Остров Свободы - Алекс Бор
Шрифт:
Интервал:
Закладка:
- Нет, - ответил Фидель, который внимательно слушал обреченного на смерть писателя. Шахтеры временно приостановили добычу руды в голове Фиделя и расположились на отдых. Так что голова у Фиделя сейчас была ясная, словно позади у него не было никаких испытаний. - Я вот вас слушаю, и мне кажется, что мы останемся живы, и вы напишете свою книгу...
- Тебе так только кажется... нас обоих убьют. Мы не нужны Гитлеру. Извини, Фиделито, ты еще очень юн, а я прожил на свете почти сорок четыре года.
- Извините, - сказал Фидель, - Вы показались мне стариком...
- Да, знакомство с подвалами гестапо не способствует сохранению и продлению молодости. Но мне именно сорок четыре года, и я видел жизнь. И знаю, что нас с тобой убьют. И ты в любой момент должен быть готов к смерти....

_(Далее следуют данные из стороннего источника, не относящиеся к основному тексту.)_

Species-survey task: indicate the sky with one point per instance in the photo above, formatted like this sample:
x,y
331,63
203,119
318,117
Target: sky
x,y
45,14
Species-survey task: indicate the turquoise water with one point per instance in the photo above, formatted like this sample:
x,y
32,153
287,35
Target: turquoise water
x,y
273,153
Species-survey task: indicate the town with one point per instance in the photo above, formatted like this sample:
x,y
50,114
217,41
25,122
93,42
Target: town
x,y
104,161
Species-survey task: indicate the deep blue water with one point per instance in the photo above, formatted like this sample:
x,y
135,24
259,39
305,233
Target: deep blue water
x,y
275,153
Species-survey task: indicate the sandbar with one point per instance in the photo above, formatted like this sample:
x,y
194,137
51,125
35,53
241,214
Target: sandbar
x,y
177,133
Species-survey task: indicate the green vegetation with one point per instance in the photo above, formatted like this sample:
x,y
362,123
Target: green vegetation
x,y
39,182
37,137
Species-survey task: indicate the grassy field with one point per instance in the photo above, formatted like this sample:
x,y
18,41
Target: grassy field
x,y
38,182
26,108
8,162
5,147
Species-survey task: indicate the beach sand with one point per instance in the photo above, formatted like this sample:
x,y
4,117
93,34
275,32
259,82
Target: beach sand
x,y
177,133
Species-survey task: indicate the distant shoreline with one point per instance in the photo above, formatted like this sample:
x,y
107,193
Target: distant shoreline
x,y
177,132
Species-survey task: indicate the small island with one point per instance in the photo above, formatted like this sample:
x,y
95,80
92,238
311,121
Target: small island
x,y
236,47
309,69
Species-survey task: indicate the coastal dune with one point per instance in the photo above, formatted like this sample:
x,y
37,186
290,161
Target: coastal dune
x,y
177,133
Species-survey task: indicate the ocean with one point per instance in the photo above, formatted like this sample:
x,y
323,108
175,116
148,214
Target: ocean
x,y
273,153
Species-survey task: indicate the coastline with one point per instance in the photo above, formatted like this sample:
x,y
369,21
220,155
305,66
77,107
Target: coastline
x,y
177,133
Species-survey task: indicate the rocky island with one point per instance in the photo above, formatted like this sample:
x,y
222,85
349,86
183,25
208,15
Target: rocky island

- Я готов к смерти, - спокойно, с достоинством, ответил Фидель, и это отнюдь не было рисовкой.
Однако старик, видимо, считал по-другому:
- Человек никогда не бывает готов к смерти. Смерть - это такая гостья, которая всегда приходит не вовремя. - Старик улыбнулся разбитыми губами. Фидель, сам избитый, видел, с каким трудом давалась старику эта улыбка, больше похожая на усмешку. - Послушай меня, мой мальчик. Ты воюешь с гансанос - значит, ты давно уже не мальчик, а мужчина. Не маленький мальчик, а отважный мужчина. Мужчина, который умеет самостоятельно отвечать за свои поступки...
"Я давно уже мужчина", - хотел гордо ответить Фидель, но благоразумно промолчал. На Кубе в порядке вещей хвастаться ранними победами на личном фронте, и Папаша Хэм в свое время, наверное, задрал ни одну юбку, но сейчас он говорил совсем о другом, чем-то гораздо более важном, чем количество оприходованных тобой девиц, поэтому хвастаться было бы неприлично и стыдно. Так что Фидель счел нужным молчать и слушать. Тем более, что избитое тело ныло, как один гигантский больной зуб, а голова болела, хотя уже не раскалывалась, как прежде. Приятно было лежать на холодном каменном полу, отдавая ему свою боль.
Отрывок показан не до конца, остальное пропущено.